The debate in Alabama is being closely watched across the nation, and could be mirrored in fights in Louisiana, Georgia, Texas and other states.

The three-judge panel ruled in 2022 that the current legislative map likely violates the federal Voting Rights Act and said any map should include two districts where "Black voters either comprise a voting-age majority" or something close. The Supreme Court concurred.

Now that the plan has passed, the fight will shift quickly back to the federal court to debate whether Alabama's congressional districts comply with federal law and offer a fair opportunity to Black voters and candidates in a political landscape dominated by white Republicans.

Black Alabama lawmakers say it's crucial that their constituents have a better chance of electing their choices.

"I have people in my district saying their vote doesn't count, and I understand why they say that," Rep. Thomas Jackson, a Thomasville Democrat, said during debate Friday. "The person they want to elect can never get elected because they are in the minority all the time."
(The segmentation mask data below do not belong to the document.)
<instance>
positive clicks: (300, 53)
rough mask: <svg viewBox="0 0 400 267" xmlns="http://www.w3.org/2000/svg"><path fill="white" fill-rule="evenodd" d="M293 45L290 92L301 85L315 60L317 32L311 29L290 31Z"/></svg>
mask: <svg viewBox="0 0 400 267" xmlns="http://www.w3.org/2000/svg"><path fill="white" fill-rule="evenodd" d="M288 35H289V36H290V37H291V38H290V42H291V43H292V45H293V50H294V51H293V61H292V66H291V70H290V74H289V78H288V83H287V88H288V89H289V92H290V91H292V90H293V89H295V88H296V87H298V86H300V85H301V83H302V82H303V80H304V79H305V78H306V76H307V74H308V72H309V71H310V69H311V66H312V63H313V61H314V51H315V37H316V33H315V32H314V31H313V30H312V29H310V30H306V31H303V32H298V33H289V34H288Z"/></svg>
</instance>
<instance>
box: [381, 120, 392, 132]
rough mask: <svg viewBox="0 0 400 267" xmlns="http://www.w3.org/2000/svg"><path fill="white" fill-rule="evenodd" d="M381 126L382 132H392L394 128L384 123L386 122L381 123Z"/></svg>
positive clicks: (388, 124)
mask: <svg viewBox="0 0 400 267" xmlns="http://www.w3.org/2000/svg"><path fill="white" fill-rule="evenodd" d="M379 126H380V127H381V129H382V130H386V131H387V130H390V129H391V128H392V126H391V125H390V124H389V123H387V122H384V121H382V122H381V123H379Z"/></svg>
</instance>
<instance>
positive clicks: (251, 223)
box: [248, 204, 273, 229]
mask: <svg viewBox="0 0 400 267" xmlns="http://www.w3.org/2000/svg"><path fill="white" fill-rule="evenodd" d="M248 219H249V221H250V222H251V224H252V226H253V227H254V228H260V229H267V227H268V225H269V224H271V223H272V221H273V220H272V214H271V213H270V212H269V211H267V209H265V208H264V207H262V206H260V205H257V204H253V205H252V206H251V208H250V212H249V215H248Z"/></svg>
Black lawmakers disputed that the changes to the 2nd District, an area with deep ties to agriculture and home to military bases, would easily become a swing district. They speculated that state Republicans were seeking to mount another challenge to federal voting law.

"This is designed to protect a few people and ultimately to finish off the Voting Rights Act," said Rep. Chris England, a Democratic lawmaker from Tuscaloosa.

An analysis by The Associated Press, using redistricting software, shows that the 2nd District proposed Friday has mostly voted for Republicans in recent statewide elections. Donald Trump won the district by nearly 10 percentage points in his 2020 reelection bid.

Experts have said the GOP proposals fall short of what the Supreme Court said last month is required.

"They have pretended as though the court didn't say what it said," said Kareem Crayton, senior director for voting and representation at New York University's Brennan Center for Justice, which filed a brief supporting the plaintiffs before the Supreme Court.